The second act opens to the same suburban home, but bathed in cold light. Henry has defiled the place and brought the outside in. As the family is thrown from one confrontation to another, the contrast from the first to the second act is apparent. The characters will simply not stand by and acquiesce to Henry any more. Real events happen and change the characters and their actions (about twenty more main events, by my count) The dynamic rhythm of the act pulls the audience around the room. Suddenly Henry's intrusiveness is really intrusive, not quirky. Suddenly Henry's ex-wife's token resistance is understood to be just that. The underlying questions raised by Henry's return suddenly must be answered now. When Henry offers a token un-apology “if my actions hurt you”, we feel it to be an event so galling that we see it affect every character on stage.
And when Henry is left alone with Jeremy and Melanie's born-again Christian but obviously gay and nominally repressed teenage son, we can feel the change. Henry's actions have consequences on Henry's family that he cannot simply tune out or jabber his way out of. Alex has googled Henry's case (how satisfying for something that current to make its way into a play—the show also included judicious on-stage cell-phone use) and is clearly empathetic and caring toward him. Henry and Alex clearly have a chemistry together. Ironically, the audience is left to wonder, out of context, at the possible propriety of a relationship between Henry and Alex as contrasted with Henry's relationship with the twelve year old (Henry, in his apologia to Alex claims that the relationship was consentual and initiated by the boy).

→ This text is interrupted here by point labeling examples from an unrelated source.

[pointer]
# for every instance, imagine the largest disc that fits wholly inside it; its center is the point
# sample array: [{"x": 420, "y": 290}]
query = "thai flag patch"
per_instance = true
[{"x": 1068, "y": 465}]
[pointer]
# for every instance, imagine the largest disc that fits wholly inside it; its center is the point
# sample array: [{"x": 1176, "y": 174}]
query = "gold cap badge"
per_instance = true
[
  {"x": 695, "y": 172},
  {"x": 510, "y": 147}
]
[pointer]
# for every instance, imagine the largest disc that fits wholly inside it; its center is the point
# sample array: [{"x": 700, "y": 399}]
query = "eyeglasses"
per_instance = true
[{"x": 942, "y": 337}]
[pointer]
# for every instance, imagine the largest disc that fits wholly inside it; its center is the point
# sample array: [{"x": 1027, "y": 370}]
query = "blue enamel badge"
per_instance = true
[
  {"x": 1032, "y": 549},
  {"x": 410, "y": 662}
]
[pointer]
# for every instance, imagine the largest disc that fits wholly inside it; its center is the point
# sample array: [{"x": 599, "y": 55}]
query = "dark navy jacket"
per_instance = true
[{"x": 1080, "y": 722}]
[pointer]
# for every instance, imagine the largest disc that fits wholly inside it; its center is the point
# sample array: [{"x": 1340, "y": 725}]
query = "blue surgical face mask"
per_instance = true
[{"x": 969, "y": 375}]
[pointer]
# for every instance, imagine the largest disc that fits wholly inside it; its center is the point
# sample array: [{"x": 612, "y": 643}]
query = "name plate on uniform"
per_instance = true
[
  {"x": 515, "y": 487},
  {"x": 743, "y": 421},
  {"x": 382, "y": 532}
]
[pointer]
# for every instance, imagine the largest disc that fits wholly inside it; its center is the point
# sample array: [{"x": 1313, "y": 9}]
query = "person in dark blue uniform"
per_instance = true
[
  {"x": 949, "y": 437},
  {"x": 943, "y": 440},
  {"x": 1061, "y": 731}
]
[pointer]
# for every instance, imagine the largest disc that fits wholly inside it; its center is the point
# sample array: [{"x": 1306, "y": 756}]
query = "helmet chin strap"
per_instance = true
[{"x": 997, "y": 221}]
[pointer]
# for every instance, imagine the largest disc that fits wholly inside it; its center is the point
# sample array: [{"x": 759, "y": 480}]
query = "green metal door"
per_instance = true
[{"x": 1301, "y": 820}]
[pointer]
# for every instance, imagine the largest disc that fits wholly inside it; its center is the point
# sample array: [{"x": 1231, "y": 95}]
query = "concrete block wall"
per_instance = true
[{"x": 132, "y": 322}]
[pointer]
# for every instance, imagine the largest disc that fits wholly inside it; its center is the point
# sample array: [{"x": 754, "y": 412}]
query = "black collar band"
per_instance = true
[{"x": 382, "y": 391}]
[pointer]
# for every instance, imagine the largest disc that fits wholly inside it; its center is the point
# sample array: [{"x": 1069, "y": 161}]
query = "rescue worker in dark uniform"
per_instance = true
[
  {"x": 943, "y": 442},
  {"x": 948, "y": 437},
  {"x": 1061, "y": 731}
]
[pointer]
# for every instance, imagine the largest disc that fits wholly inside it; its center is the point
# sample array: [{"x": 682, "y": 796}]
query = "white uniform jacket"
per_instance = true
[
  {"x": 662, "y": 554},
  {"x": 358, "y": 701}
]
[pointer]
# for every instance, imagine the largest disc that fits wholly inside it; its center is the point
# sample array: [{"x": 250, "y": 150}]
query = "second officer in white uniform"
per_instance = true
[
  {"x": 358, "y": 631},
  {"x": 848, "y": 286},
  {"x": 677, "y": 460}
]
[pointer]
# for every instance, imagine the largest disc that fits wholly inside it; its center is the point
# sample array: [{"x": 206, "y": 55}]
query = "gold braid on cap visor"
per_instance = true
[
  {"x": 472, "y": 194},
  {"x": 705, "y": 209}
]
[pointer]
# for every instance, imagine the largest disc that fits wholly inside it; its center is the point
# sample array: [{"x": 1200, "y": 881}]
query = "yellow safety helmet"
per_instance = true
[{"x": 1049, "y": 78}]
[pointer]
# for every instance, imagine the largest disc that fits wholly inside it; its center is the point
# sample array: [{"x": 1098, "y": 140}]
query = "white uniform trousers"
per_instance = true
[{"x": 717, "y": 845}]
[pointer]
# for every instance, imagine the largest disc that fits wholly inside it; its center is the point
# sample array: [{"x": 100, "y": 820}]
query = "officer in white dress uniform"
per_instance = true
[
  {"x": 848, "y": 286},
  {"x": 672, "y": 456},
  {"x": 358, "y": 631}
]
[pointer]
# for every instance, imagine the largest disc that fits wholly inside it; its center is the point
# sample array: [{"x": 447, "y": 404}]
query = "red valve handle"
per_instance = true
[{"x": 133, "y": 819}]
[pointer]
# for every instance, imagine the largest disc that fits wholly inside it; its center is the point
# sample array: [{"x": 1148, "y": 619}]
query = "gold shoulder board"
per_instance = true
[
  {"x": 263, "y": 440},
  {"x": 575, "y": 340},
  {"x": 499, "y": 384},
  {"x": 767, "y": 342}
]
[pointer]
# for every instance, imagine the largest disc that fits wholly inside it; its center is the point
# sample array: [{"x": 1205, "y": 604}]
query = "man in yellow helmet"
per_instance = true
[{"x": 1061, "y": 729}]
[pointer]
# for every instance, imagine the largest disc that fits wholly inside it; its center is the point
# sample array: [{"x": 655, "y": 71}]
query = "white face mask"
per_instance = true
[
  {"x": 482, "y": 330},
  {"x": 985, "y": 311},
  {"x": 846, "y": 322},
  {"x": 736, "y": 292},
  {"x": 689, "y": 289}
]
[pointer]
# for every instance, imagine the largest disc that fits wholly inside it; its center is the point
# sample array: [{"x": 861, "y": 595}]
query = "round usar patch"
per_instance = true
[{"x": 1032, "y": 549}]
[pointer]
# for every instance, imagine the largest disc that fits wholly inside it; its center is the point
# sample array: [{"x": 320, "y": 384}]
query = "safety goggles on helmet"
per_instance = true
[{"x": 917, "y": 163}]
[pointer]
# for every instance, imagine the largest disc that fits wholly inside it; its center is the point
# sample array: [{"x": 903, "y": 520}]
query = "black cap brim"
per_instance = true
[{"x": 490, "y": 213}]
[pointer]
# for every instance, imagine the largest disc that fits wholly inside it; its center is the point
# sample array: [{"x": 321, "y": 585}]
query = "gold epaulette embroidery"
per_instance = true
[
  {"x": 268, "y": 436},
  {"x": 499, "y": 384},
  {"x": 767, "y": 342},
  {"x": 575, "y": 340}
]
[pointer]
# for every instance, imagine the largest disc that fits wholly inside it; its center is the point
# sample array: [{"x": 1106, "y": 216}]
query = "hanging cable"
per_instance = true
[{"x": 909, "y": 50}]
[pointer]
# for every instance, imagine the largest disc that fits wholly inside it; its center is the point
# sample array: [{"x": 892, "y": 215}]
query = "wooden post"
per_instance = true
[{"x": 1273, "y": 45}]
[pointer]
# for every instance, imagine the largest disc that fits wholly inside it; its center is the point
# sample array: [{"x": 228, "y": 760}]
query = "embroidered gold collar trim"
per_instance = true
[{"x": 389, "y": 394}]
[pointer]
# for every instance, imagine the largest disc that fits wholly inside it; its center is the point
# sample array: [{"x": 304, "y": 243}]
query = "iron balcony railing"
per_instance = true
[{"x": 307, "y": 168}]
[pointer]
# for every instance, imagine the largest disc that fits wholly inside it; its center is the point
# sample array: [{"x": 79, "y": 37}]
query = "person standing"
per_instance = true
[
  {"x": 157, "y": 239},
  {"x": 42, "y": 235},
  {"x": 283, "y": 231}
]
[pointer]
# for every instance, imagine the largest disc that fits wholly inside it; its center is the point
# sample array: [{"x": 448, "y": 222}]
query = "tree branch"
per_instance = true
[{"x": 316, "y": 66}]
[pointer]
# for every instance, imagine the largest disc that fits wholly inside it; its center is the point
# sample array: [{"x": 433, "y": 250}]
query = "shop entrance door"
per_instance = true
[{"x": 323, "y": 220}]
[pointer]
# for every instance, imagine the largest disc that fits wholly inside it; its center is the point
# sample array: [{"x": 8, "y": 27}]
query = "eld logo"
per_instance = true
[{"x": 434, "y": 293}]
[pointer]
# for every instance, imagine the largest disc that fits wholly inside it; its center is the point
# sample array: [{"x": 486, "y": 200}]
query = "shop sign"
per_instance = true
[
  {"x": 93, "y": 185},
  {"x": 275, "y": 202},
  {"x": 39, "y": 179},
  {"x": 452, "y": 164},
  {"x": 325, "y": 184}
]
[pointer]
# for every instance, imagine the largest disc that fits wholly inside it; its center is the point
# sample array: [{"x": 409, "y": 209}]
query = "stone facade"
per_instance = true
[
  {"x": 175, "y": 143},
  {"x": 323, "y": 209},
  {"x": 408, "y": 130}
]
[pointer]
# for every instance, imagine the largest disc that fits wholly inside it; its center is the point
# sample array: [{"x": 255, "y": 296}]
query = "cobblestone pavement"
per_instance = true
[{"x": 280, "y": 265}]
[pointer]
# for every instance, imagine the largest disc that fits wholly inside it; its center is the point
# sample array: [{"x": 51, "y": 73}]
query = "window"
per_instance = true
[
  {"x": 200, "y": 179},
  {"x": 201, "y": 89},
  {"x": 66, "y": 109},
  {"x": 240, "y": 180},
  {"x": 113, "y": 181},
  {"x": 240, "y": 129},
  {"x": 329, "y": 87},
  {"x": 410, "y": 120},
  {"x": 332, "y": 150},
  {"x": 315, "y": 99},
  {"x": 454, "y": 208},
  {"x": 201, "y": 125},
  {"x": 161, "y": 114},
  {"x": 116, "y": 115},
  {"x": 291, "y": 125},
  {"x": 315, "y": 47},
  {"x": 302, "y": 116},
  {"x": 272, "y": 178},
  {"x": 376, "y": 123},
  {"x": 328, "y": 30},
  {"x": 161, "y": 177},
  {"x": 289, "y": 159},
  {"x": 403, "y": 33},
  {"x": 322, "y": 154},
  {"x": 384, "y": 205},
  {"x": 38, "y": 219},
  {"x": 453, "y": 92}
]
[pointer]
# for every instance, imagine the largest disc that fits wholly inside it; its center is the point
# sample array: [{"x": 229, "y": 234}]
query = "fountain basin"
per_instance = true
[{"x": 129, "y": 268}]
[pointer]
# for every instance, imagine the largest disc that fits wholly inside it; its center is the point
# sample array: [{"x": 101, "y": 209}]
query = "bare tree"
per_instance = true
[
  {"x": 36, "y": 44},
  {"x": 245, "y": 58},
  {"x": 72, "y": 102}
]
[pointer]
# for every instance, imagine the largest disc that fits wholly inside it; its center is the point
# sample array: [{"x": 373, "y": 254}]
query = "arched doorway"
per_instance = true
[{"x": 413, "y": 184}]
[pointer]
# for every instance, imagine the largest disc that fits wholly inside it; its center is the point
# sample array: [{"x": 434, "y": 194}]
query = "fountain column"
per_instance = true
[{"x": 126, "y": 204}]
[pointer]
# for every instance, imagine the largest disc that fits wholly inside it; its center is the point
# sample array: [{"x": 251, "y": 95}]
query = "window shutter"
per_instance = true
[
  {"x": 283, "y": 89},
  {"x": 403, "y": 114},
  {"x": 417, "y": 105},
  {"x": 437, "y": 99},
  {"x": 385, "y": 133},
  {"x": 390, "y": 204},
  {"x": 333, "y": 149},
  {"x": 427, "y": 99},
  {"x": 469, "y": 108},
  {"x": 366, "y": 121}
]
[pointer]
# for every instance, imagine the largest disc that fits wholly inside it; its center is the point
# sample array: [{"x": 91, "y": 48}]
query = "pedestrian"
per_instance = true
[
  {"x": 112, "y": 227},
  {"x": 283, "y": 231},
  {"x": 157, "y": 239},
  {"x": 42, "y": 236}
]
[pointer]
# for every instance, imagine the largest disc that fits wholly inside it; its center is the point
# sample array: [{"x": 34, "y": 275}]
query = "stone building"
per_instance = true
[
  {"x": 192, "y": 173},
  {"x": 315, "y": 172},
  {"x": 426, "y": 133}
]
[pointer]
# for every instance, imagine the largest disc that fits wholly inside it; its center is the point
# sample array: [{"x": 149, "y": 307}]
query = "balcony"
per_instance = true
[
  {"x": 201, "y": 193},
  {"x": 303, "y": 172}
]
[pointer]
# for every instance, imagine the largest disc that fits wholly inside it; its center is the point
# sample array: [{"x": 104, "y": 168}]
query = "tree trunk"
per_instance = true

It is through the object of Henry's lust and downfall (a beautiful young boy) that Henry utters his first confession, and asks for Christ to enter his heart. Although I wondered at the sincerity of Henry's conversion, what followed seemed inescapably believable to me.
Henry repeats his confession, but this time it is a confession before and prayer to his family, begging their forgiveness. Henry, through his (possibly false) Christian rebirth, metaphorically learns that his family is God-like to him, and of the nature of his sin against his family. He undergoes a family rebirth. He understands just then, as we do, why he had to come home. Having accomplished something he never set out, consciously, to do, having understood the nature of his isolation, Henry walks out of the home as the new family opens their first presents on Christmas eve—just as they did when Henry was Dad.
I believe that Cone, as a director, scored the rhythm of this play very explicitly in an effort to create, in the first act, a rhythm that approximates the sound of adults assenting with one another—making the horrible comprehensible and ordinary so as to be able to continue. Life goes on, and no one seems to have the time to comprehend how ugly things are or how to take action. Conversely, it is only when Henry's childish energy is confronted by Sara and Alex in the equally stylized and highly dynamic second act that the rhythm and action of grown-up life is altered. The effect of the contrast is by turns funny and horrifying.
Why is this play necessary now? One good thing it does is remove sex offenders from the strict realm of the Nancy Graces of the world, and gives them a place within an artistic purview. In a cable-news milieu that salivates at the hint of any potential villainous pedophile, this work is a merciful look at a wretched type of criminal.
But I also believe that this play is important because it addresses, on a very small scale, questions of a childish society completely oblivious to the harm that it does to itself and its surroundings. While the narrative idea of children saving society by confronting it is not necessarily a new one, it is, I think, potent at this moment in history.